Пресс-секретарь рассчитала минуту точно, она сползла с колен, поправила волосы и одежду, и очень своевременно.

– Дорогой Дмитрий, прошу уведомить меня, как только у вас появится ко мне конкретное желание относительно обмена телами, – шепнула она напоследок. – Тогда я сделаю всё, что вы захотите, выполню любую вашу прихоть.


Глава 15. Утвердить прилагаемые Правила обмена телами


Вошел премьер-министр Джоба.

– Вы занимались спортом? – сразу же спросил он Дмитрия.

– Обязательно.

– Когда-нибудь и к вам подойдут с предложением на обмен телами. Готовьтесь, у вас прекрасное тело.

– Уже подходили.

– Ну и как?

– Ни прямо, ни косвенно я не хочу влиять на жизнь вашей планеты.

– Уже повлияли.

– Что вы говорите?! Не заметил.

– Например, обнаруживаю вдруг, что мой любимый пресс-секретарь Джаина от вас без ума, строит на вас грандиозные планы, а её увлеченность вами через принятие важных документов передаётся на всё общество пренебрежением и неразберихой в работе.

Дмитрий замялся.

– Скажите ей это от моего лица…

– Не имею права применять к ней запретительные меры, – произнёс премьер-министр Джоба.

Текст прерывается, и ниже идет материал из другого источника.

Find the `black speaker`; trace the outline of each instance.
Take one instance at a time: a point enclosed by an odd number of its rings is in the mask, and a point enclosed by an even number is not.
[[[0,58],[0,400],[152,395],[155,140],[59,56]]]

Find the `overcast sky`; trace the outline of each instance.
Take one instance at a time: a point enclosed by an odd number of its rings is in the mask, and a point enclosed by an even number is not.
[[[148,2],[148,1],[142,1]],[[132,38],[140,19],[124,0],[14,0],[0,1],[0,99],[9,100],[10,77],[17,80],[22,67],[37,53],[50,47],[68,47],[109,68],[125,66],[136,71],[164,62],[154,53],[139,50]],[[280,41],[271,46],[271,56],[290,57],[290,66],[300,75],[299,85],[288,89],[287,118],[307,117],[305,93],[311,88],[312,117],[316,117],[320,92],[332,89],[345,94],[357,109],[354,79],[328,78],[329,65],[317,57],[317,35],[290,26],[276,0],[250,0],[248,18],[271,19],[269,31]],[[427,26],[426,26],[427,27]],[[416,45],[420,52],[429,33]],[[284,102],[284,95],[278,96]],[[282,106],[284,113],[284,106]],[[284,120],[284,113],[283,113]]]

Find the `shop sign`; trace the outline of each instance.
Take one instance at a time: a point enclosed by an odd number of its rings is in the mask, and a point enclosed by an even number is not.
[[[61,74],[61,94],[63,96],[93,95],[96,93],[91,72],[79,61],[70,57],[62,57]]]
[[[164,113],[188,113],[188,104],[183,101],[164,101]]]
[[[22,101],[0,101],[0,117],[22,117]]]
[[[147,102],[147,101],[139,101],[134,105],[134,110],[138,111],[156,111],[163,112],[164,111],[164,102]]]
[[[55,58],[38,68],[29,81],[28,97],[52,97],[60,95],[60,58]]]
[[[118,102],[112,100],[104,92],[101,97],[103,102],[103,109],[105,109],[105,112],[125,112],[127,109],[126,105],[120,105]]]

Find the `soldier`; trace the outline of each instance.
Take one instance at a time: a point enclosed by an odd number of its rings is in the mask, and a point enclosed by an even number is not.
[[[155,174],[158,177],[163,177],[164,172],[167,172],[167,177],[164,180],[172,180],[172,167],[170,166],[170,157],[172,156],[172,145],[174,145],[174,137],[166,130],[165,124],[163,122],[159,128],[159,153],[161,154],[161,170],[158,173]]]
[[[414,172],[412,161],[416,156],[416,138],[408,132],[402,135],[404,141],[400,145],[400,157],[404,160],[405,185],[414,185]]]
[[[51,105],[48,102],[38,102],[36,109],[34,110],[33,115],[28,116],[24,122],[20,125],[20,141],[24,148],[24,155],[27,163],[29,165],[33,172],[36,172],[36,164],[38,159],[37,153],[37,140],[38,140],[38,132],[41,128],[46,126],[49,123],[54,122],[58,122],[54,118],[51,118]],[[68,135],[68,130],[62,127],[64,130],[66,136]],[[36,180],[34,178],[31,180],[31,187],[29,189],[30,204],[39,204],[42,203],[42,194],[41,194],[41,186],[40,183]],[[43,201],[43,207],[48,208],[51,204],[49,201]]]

– Я бы хотел узнать предысторию или эволюцию обмена телами на вашей планете? – задал вопрос Дмитрий.

– Идея обмена телами витала в воздухе и поэтому требовала претворения в жизнь. Многие люди стали страдать от безысходности.

– В чем это выражалось?

– Появилась новая форма психической болезни.

– И что эта за болезнь?

– Тоска по чужому телу. Людям просто наскучили свои собственные тела, пусть и достаточно добротные.

– С чем это можно сравнить?

– С очередной, как снег на голову, фобией, повлекшей за собой закомплексованность народа в государственном масштабе, то есть каждый человек осознал свою ущербность. Она поразила общество мыслью об обмене телами как приступ гриппа.

– Обмен телами – это тоже фобия? Наличие ещё одной, не много ли? О да, как это серьезно! – с долей ехидства сказал Дмитрий.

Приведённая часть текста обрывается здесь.